In article
<636093.1208189292771.JavaMail.jakarta@[EMAIL PROTECTED]
>, Michael
D'Urso <comic_guy10096@[EMAIL PROTECTED]
> wrote:
> well i'm a 16 year old kid still in high school and i think i found a
new
> formula but my teachers think its irrelavant but i think otherwise. Its
how
> to find the # of edges but euler has a type of formula
Indeed he does: V - E + F = 2 where V is the number of vertices, E the
number of edges and F the number of faces. This applies to any
polyhedron without holes.
> Eb = # of edges on a base
> Ef = # of edges on a face
> E = # of edges
> F= # of faces
>
> this formula works only for prisms and pyramids
>
> Eb(Ef-1)=E
>
> This one works for the dodecahedron and octahedron
>
> Eb(Ef-1)+(2Eb)=E
>
> For laughs works on the icosahedron
>
> F+10=E
>
> I need an opinion to know if its relevant
Relevant to what? It's good that you are thinking about such things.
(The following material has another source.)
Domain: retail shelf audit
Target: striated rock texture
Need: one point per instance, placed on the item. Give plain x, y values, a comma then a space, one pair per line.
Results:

The cases of the octahedron, duodecahedron and icosahedron are really
very special - one could just count.
A good exercise would be for you to describe _all_ of the polyhedra for
which your first formula is correct.
> Plus i also need to know how to prove this and i'm clueless about proofs
> My teachers said i needed to ask on how to write a proof to someone on a
near collage level
Learning how to write proofs is an acquired skill. You really need
someone to read your attempts and critique them. The group
alt.math.undergrad is not a bad place for this if your teachers are not
up for it. There are some people here who have graded many, many
alleged proofs. You must, however, be prepared for criticism - perhaps
a lot of it - it is part of the process.
[Here is a bit of avuncular advice: Watch your grammar. Start sentences
with capitals; refer to yourself as "I" and not "i"; learn the
difference between "its" and "it's". Euler really deserves a capital.
Stuff like that.]
--
Paul Sperry
Columbia, SC (USA)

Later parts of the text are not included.